Antes de pensar a cidade é preciso pensar nas
pessoas. Nem sempre tem sido assim. As pessoas têm vindo sempre depois. Tantas
vezes pergunto-me perante as obras que são feitas na cidade, se elas estão a
ser feitas para as pessoas ou para a grandiosidade das cidades. Não sei
responder.
Sei sim, que a cidade, a nossa cidade não é minha
nem é tua, só pode ser nossa e muitas vezes quem governa não percebe isso. Faz
da cidade o seu quintal, o terreiro das suas manias e dos seus intentos
pessoais.
A cidade tem um oceano imenso de contradições.
Alguém um dia escreveu num grafiti numa cidade que «antes de haver cidades já
havia pessoas». Hoje quero escrever em lápide garrafal esta inscrição, para que
a nossa cidade ressuscite como espaço comum de almas vivas que buscam pelo
sonho a paz e a fraternidade.
A cidade sendo o lugar onde se respira o ar da
liberdade, faz circular nas suas artérias a vivacidade das relações sociais, os
diversos serviços públicos, isto é, o distribuição dos deveres e das funções
que dão resposta às necessidades das pessoas em geral.
A cidade é o lugar do encontro para a amizade, o
convívio, os negócios, o comércio e todos os afazeres do bem comum, tudo
assente no crivo da lei, que nos garanta alguma justiça, alguma equidade e alguma
autonomia dos cidadãos. Porque nem sempre a cidade proporciona isso ou quiçá
teremos que afirmar que a cidade oferece precisamente ao contrário, injustiças,
desigualdades e nenhuma autonomia aos cidadãos…
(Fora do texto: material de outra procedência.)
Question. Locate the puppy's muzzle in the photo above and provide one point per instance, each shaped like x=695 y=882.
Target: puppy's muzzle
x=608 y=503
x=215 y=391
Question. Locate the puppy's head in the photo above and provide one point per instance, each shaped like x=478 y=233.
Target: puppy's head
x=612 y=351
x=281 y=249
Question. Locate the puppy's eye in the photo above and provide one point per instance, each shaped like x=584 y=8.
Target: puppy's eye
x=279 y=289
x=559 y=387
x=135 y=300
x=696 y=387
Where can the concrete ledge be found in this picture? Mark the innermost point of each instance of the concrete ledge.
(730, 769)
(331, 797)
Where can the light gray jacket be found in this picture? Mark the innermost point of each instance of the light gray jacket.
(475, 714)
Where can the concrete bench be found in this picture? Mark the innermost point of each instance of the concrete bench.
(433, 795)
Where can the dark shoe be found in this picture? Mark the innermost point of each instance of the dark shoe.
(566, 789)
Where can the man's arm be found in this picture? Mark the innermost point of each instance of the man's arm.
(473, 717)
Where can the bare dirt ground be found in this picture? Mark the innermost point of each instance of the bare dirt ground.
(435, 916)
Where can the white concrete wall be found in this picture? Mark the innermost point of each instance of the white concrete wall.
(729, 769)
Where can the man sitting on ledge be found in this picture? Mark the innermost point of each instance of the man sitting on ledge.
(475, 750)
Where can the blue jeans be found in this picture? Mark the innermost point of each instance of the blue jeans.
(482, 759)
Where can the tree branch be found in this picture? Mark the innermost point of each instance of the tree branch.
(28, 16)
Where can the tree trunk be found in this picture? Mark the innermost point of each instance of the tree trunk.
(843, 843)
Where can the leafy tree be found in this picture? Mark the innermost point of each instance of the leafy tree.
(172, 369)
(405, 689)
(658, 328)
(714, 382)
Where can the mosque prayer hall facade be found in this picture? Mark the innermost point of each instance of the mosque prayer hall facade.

A cidade é o lugar por excelência para vermos de
forma concreta o sentido da democracia que amamos e que lutamos para que se
aperfeiçoe ainda mais dentro dos valores e dos ideais que são apanágio deste
sistema político.
Há uma história de Franz Kafka que nos dá conta da
vida de um camponês que passada quase todos os dias junto de uma porta que dá
acesso à lei. O camponês sentia-se com vontade de entrar todos os dias, mas
nunca entrou. A porta estava defendida por um guarda permanentemente. A tudo o
guarda resistia, aos subornos, aos pedidos e às belas ofertas que lhe garantiam
bem estar e sucesso pessoal. Por fim, o camponês sentindo a morte chegar faz a
pergunta que tinha calado aqueles anos todos: «se todos querem seguir a lei,
porque só eu nestes anos todos é procurei entrar nesta porta sem subornos e sem
ofertas?» Responde o guarda de imediato: «ninguém podia ter entrado por esta
porta por nada deste mundo, porque esta porta estava destinada apenas para ti.
E agora chegou a hora de fechá-la».
A cidade guarda tudo e de tudo. O bom e o mau da humanidade.
Há nela flagrantes contradições, que nos indispõem as entranhas e nos fazem por
vezes descrer do futuro, mas são todas essas justaposições que animam este
pequeno mundo que faz e desfaz sonhos. E é nesta tensão inclusiva e exclusiva
que se constrói o sentido último da história que segue, por isso, esperemos que
a nossa cidade nos olhe com verdade, como nós sobre ela acertamos o passo da esperança.